Opinion: Stack's Steve Watson makes some print predictions for 2014

Date
18 December 2013

For the final Opinion piece of 2013 we asked Steve Watson of Stack Magazines – whose website has just been relaunched to mark its fifth anniversary – to give us some publishing predictions for the year ahead. As ever you can join the debate below…

I once heard somebody say that nobody remembers the predictions that don’t come true, but get it right and you’ll be considered a sooth-saying genius. So it’s in that spirit I’m going to stick my neck out and make my three predictions for independent publishing in 2014….

1. Print will die (again)

In the next 12 months, one of Britain’s quality newspapers will cease daily print production. The leak in October of Financial Times editor Lionel Barber’s memo to staff made it clear that he sees his organisation as digital-first, while 2012 saw The Guardian fall below the symbolic 200,000 average daily sales for the first time, and The Independent’s fifth redesign in as many years looked a lot like the desperate wave of a drowning title (to put The Guardian’s numbers into context, The Independent was down to under 70,000 copies a day in September).
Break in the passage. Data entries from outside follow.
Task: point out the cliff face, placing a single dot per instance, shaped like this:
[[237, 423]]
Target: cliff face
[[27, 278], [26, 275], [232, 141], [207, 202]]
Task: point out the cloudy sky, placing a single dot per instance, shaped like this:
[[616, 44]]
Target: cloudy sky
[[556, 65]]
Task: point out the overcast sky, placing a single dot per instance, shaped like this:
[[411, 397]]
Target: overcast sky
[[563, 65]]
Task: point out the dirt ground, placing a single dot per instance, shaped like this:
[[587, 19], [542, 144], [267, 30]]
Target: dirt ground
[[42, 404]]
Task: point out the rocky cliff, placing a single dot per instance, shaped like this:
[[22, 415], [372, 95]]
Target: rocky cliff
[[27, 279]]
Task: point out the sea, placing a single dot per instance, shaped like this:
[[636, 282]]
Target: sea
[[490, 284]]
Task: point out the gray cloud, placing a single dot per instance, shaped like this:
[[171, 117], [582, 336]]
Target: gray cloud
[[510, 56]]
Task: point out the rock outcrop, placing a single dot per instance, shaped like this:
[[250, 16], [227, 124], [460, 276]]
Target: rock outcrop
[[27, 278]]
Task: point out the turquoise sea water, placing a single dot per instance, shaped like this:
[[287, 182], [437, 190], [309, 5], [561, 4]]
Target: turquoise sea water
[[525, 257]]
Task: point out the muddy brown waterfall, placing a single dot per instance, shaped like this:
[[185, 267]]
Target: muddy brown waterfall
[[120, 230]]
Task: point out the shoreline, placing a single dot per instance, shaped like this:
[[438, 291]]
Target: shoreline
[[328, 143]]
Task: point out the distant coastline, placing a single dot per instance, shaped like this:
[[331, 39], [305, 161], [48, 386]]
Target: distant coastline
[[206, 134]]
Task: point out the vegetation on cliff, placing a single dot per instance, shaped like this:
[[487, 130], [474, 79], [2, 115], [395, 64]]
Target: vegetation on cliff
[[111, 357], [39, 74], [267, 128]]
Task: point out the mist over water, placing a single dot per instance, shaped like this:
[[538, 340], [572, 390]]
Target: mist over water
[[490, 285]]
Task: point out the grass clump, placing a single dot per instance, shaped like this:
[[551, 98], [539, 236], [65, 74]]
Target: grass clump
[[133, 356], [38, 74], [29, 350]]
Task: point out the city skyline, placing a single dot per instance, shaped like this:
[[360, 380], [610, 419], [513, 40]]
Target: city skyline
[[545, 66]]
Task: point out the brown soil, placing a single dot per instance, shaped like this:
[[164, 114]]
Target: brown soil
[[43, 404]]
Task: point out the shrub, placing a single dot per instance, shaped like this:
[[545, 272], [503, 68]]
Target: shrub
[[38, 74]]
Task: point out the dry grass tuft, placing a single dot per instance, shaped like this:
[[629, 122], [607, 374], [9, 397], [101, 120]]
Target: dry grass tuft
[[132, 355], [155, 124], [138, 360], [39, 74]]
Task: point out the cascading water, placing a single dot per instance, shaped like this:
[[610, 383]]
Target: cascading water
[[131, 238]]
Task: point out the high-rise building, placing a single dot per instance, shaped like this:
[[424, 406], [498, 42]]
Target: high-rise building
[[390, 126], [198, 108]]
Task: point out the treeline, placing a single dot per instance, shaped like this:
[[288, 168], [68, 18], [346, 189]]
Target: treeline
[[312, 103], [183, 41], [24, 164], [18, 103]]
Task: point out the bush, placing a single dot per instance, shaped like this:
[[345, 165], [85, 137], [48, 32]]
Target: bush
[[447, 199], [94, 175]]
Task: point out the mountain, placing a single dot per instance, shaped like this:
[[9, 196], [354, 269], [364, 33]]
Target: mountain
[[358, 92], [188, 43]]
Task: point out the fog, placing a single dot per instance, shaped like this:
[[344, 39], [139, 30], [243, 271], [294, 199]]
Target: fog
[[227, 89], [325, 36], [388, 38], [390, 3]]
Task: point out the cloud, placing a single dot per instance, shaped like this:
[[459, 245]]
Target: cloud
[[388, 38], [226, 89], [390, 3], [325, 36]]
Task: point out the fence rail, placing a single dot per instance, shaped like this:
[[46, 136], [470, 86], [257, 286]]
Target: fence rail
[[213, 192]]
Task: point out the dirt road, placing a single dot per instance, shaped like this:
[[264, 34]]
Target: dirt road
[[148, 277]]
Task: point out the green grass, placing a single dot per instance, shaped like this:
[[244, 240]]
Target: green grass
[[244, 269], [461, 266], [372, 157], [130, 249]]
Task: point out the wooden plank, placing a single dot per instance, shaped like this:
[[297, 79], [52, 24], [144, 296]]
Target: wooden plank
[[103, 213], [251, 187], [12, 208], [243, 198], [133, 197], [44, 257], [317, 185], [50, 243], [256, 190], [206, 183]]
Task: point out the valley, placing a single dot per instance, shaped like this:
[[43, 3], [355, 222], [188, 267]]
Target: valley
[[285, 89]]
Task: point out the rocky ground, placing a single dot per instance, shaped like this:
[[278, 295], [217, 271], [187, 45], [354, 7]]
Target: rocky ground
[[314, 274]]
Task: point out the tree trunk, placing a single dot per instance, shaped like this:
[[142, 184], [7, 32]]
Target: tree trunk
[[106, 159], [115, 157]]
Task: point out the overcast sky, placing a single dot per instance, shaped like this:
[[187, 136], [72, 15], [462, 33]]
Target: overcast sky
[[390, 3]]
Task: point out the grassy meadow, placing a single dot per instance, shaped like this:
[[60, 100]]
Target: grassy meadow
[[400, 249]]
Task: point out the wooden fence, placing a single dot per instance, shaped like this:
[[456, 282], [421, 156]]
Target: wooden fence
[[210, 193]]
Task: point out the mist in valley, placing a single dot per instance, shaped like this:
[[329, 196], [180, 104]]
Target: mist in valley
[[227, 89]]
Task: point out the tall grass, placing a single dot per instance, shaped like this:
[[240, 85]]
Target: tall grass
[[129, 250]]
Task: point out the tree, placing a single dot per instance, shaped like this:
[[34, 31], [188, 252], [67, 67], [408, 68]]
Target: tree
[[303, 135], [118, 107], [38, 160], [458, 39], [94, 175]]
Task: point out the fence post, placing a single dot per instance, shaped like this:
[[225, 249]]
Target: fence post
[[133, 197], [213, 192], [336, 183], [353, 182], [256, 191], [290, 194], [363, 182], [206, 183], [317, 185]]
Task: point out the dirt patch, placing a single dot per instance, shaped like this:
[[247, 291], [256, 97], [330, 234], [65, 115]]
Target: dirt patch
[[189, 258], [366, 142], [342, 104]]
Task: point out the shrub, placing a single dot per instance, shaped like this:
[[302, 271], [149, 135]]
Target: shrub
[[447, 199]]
As soon as any of those big media brands make even the slightest move away from print, the shrieking will begin. The fact is that print probably doesn’t make much sense for newspaper companies in the long run, but small independent publishers can do great things with ink on paper, and 2014 will see even more innovation as people continue making magazines that matter to them.

2. Business models will evolve

Kickstarter has become the de facto way to start a new magazine, providing would-be publishers with both seed money and a built-in subscriber list. Magazines like Intern have shown what’s possible when a clear editorial vision is combined with a solid Kickstarter campaign plan, but that’s just the beginning.

Paul Carr’s NSFW Corp pivoted its way to Pando Daily last month, the latest step in a publishing experiment that mixes old fashioned subscriptions with Silicon Valley VCs. Elsewhere, Offscreen editor and publisher Kai Brach publicly published his accounts, showing that cover sales plus sponsorship can make for a sustainable business.

For hundreds of years publishers have plumped their numbers and obfuscated, but this trend towards transparency will help to forge a new (and better) way of doing business.

3. Innovation will rule

When Apple unveiled Newsstand at the end of 2011, print publishers leapt at the opportunity to have their magazines reproduced, page for page, on every phone and iPad. Two years on and Apple’s apparent lack of interest in its own product and readers’ mass ambivalence have shown that the only recipe for success is a genuinely interesting editorial product.

Launches like FAT, Muff and Printed Pages took fresh approaches to print this year, and with Newsstand fading fast I’d love to think 2014 could see similar innovation in digital magazine making.